Kenny, who oversees 450 students, is paid $442,000, including a $140,000 "bonus" and $27,780 in "other" expenses.
The schools chancellor gets $250,000 to oversee 1.1 million students.
Many charter schools have a parent representative on their board. Harlem Village does not.
Bloomberg has called the school a national "poster child" for school reform. Conservative media mogul Rupert Murdoch gave $5 million toward construction of the new high school.
The school has been lauded nationally for its high test scores, including for pushing 100% of its eighth-graders to pass state math tests.
A look at the overall scores tells a different tale. In the last round of tests, like schools across New York, numbers dropped precipitously after the state made the tests tougher.
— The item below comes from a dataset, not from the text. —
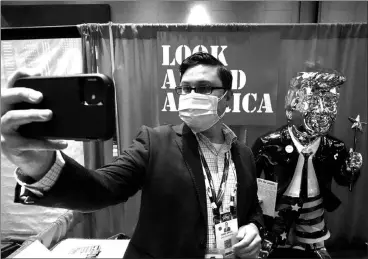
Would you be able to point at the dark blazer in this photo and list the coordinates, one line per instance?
(164, 163)
(279, 165)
Schoolwide English test scores fell from 81% passing to 41%, while math dropped from 91% to 71%. And by eighth grade, the number of students taking the tests is a small fraction of the earlier grades.
The eighth grade with the 100% passing rate in math had 19 students.
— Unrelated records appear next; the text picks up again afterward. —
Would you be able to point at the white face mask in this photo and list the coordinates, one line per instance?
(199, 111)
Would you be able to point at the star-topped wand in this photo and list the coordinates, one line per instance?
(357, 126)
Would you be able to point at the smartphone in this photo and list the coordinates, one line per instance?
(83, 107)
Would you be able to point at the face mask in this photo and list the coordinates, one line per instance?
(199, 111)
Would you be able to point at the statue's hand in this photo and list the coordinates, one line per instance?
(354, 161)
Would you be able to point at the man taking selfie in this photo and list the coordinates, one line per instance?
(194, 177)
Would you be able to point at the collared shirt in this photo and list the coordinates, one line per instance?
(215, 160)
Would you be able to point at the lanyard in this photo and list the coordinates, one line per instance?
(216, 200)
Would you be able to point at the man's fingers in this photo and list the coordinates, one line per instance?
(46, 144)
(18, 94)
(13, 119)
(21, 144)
'Why do they keep kids back?'
An unusually high number of younger students either drop out or are held back. In school year 2003-04, the year the school opened, only 48 of 73 fifth-graders made it to sixth grade. In school year 2006-07, 46 of 68 moved on; in 2007-08, just 40 of 76 fifth-graders made it to sixth grade.
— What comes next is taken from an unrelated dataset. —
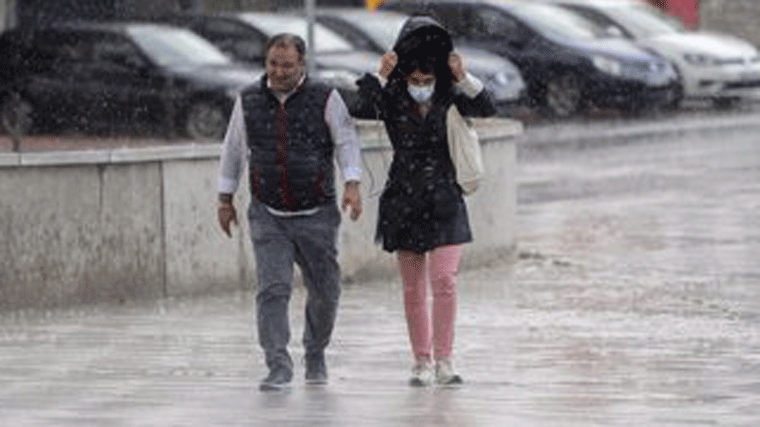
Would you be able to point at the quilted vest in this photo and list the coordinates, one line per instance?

Several parents praised the school for improving test scores and enforcing discipline but questioned why so many students were held back repeatedly.
"The school is good in some ways, but I don't like how they keep making so many kids stay back," one parent said. "There's a lot of pressure. If the school is as good as they say, then why do they keep the kids back?"
Higher grades fared better, although only 31 of 43 of the seventh-graders in 2006-07 made it to eighth grade and only 24 of that class went on to ninth, records show.
Harlem Village officials called the drop in overall test scores "irrelevant" because the school takes in low-performing students whose scores rise the longer they're at the school.
They also said the academy's high school students outperformed their public school peers, with 97% passing all Regents exams compared with 66% in public schools. They did not mention that the high school serves 163 students in ninth and tenth-grades only.
The middle school teacher turnover rate at Harlem Village Academies is also high: more than 50% of the teachers left or were fired in both the 2006-07 and 2007-08 school years. In 2008-09, the turnover was 25%; in 2009-10, the rate was up to 39%.
School officials said the reasons teachers leave are "wide-ranging," including teachers who "move out of state or become full-time mothers."
The school also punishes students at an exceptionally high rate. Harlem Village suspended half its students in school year 2005-06, 44% in 2006-07 and 62% in 2007-08.
By comparison, nearby Public School/Intermediate School 210 reported suspension rates of less than 5% in 2006-07 and 2007-08.
School officials said 95% of the suspensions were for "nonviolent behavior," including "teasing, cheating or disrespect."
High rates of students left back or dropping out of the school, exceptionally high rates of suspension, high teacher turnover rate and low test scores.
Gee, it sounds like a fabulous school and one we should certainly use as a model for education reform.
And of course so many of the "celebrities" in the education reform world have stated it is just that - from Bill Cosby to John Legend to Bob Herbert to Tiki Barber to unfortunately the most powerful ed deform celebrity of all - Barack Obama.
But the reality that underlies the hype is that Harlem Village Academies is no miracle shop and the people running it are no miracle workers.
Rather, it is an education sweatshop that runs through its workforce quicker than you can say "exploitation" and treats its students to an education that is designed to create even more feudal serfs for the future ready, willing and able to do whatever their corporate masters want them to do for whatever their corporate masters want to pay them and then go away quietly and compliantly when their corporate masters no longer want them.
And of course the people running the school pay themselves handsomely to do all this.